Но отец молчит почему-то.
– Ты его убьешь, да? Ты его убьешь? – переспрашивает он снова и снова, словно сейчас словами, верно их расставив и произнеся должным образом, можно обо всем договориться заранее, как оно все будет потом.
– Великий князь венетичей[52]Стослав, – наконец отвечает отец, – никогда ни перед кем не склонит своей головы.
– Значит, ты его убьешь, – успокаивается Лют, но на душе у него все равно темно и муторно, словно он пропустил какие-то важные слова, без которых все будет не так.
Что-то не нравится ему в ответе отца, но что – он не может понять.
– А воинов у Святослава очень много? – спрашивает он снова отца, внимательно вслушиваясь в то, как порывы ветра бередят тетивы луков и те начинают тихонько подвывать, словно вспоминают давно забытую песню.
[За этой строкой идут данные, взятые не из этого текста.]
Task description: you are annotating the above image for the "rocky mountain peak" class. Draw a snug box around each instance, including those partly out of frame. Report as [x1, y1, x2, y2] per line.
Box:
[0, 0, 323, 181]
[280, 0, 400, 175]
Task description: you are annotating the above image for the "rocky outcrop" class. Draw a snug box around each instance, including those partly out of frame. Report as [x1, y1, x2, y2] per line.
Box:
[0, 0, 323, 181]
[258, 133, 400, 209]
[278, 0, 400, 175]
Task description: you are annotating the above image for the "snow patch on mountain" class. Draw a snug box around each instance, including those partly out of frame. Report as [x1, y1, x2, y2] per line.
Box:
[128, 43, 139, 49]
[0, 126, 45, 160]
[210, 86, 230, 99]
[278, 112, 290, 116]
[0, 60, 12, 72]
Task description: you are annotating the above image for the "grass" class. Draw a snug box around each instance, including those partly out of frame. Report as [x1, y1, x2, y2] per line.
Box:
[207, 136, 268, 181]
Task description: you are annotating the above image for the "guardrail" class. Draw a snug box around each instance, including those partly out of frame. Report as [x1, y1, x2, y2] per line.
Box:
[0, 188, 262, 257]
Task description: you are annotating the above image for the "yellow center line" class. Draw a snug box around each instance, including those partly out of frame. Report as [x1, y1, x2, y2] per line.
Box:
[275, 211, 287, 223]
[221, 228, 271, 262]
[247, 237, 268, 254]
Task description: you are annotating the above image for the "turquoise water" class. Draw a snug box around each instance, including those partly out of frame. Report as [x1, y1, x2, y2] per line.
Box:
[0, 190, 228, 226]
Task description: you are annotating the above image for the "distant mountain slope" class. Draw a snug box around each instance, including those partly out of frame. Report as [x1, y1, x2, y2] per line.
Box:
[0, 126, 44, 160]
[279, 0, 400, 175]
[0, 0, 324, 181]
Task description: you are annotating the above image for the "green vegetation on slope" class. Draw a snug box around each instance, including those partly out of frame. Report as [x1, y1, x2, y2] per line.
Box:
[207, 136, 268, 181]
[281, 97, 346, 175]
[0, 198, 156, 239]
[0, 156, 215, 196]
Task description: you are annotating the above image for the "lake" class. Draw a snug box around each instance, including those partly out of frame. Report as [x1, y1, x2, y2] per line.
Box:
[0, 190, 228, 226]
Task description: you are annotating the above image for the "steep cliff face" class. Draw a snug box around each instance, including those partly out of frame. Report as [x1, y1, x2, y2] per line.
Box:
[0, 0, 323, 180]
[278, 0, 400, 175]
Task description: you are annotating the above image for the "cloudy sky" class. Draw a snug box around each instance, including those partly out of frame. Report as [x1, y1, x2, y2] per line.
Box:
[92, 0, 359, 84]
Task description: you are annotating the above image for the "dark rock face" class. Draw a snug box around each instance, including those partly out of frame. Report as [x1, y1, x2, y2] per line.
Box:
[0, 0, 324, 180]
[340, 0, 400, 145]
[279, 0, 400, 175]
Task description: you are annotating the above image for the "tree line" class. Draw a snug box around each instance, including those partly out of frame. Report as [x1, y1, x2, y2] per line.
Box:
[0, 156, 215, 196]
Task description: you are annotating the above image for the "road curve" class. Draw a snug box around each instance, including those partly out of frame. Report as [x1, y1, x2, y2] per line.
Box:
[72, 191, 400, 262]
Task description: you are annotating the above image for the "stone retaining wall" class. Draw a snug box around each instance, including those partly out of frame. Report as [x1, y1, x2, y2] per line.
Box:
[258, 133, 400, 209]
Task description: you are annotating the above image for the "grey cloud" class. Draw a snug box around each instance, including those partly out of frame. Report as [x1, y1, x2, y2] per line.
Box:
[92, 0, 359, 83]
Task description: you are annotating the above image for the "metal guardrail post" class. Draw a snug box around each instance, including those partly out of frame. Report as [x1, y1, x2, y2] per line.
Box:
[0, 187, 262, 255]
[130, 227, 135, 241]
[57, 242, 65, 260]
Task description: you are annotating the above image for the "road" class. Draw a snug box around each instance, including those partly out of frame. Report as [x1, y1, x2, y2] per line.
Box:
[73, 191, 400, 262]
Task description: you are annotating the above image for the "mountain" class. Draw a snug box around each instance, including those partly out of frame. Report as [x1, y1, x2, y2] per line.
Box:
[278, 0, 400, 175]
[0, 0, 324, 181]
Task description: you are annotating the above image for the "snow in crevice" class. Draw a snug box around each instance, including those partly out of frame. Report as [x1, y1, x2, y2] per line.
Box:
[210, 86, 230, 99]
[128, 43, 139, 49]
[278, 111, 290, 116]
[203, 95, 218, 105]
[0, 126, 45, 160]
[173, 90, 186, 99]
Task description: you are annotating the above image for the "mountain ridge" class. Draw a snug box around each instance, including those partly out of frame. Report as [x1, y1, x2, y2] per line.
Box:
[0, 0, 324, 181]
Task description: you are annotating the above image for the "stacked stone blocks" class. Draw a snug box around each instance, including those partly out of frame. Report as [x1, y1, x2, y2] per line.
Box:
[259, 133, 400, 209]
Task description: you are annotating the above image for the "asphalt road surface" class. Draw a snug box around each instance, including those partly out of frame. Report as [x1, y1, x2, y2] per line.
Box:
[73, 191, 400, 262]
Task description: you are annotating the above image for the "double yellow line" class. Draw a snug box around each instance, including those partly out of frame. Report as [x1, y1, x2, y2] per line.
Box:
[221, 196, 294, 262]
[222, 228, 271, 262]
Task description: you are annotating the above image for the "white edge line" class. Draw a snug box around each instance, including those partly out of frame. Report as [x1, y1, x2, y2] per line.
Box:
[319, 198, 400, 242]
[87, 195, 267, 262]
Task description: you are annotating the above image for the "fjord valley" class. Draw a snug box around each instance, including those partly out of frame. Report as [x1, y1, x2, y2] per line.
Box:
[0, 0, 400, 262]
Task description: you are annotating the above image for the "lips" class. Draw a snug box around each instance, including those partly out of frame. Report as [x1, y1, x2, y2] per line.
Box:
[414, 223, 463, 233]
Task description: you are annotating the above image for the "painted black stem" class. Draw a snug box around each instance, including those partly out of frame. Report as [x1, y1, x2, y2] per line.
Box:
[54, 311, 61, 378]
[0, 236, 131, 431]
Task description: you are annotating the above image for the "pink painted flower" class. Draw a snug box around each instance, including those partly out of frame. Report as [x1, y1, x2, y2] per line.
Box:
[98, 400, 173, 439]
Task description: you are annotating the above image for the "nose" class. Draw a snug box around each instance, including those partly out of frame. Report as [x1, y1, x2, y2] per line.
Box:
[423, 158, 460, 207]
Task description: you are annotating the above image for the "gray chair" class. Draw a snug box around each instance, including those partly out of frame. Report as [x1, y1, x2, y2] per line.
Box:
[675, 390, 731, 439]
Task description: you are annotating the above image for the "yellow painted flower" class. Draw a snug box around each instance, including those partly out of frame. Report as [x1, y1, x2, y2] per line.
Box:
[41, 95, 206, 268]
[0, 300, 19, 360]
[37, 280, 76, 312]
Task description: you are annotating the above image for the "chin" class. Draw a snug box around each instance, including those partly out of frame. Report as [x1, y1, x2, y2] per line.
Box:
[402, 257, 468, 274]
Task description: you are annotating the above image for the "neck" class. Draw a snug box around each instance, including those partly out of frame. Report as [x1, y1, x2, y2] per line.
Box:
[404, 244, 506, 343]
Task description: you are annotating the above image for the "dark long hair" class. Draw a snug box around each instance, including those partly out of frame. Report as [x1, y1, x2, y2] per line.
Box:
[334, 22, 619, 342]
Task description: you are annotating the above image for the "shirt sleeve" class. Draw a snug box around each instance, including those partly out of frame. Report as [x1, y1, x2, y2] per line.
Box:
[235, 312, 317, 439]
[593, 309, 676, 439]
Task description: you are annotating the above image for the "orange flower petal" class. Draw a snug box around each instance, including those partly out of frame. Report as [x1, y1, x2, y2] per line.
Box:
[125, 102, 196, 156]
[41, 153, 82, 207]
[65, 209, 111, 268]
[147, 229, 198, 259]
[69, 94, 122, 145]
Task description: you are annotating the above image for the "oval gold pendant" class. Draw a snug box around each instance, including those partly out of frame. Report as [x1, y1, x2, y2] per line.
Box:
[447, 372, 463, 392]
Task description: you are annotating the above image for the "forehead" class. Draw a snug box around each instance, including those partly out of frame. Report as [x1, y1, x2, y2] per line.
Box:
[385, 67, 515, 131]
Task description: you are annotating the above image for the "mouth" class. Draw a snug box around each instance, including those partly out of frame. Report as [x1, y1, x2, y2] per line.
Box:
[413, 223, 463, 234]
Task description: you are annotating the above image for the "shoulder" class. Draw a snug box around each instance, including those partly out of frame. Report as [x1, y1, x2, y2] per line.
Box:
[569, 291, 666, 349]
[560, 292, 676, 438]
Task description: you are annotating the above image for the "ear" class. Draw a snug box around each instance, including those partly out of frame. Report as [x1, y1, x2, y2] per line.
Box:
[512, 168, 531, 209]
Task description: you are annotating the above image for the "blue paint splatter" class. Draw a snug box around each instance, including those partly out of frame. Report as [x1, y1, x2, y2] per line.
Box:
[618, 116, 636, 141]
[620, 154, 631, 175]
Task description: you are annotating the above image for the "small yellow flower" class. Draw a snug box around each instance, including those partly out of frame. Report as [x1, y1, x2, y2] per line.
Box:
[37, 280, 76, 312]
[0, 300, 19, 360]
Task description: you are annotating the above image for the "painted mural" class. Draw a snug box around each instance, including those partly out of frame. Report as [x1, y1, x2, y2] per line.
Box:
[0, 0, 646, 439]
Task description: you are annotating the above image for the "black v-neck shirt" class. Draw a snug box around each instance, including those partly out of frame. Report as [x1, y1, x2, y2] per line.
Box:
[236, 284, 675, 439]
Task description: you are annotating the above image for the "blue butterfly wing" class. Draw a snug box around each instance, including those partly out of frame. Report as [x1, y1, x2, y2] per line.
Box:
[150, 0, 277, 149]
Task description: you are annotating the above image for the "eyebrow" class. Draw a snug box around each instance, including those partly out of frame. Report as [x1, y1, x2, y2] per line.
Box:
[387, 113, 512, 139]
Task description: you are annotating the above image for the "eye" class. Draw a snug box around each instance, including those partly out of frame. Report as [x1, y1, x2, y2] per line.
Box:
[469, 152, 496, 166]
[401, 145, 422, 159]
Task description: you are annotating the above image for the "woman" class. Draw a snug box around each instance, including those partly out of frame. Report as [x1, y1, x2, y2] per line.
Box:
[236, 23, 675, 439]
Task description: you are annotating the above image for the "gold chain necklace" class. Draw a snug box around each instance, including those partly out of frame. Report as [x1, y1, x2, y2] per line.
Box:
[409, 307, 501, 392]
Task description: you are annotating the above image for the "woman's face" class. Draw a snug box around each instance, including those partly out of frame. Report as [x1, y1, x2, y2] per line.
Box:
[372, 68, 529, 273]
– Очень много, – хмурится Стослав.
– Тысяча? – не отстает от него Лют.
– Нет, много больше.
– Больше? – удивляется он, пытаясь представить этих воинов в поле. – Пять тысяч?
– Нет, сынок, – отец решительно поворачивается к нему, – их еще больше. Их, по слухам, тысяч двадцать и даже больше, и потому победить их будет очень, очень трудно.
Лют чувствует, как на языке отца вертится слово «невозможно», и ему даже кажется, что он слышит эхо этого слова среди других слов, которые только что говорил отец, но все же этого слова нет.
– Так трудно, сынок, – он задумчиво оглядывает своих немногочисленных воинов, словно прикидывая в уме, сколько врагов придется на каждого, – как никогда не бывало.
Он поднимает перед собой свой огромный лук, на который только что тяжело опирался, словно напряженное дерево и туго натянутая тетива способны сообщать человеку какие-то мысли.
– Воины... дружина... слушайте меня! – гремит с башни его сильный голос. – Враг нападет ночью, когда наши луки будут бессильны. Чтобы победить, мы должны заставить его принять бой на наших условиях.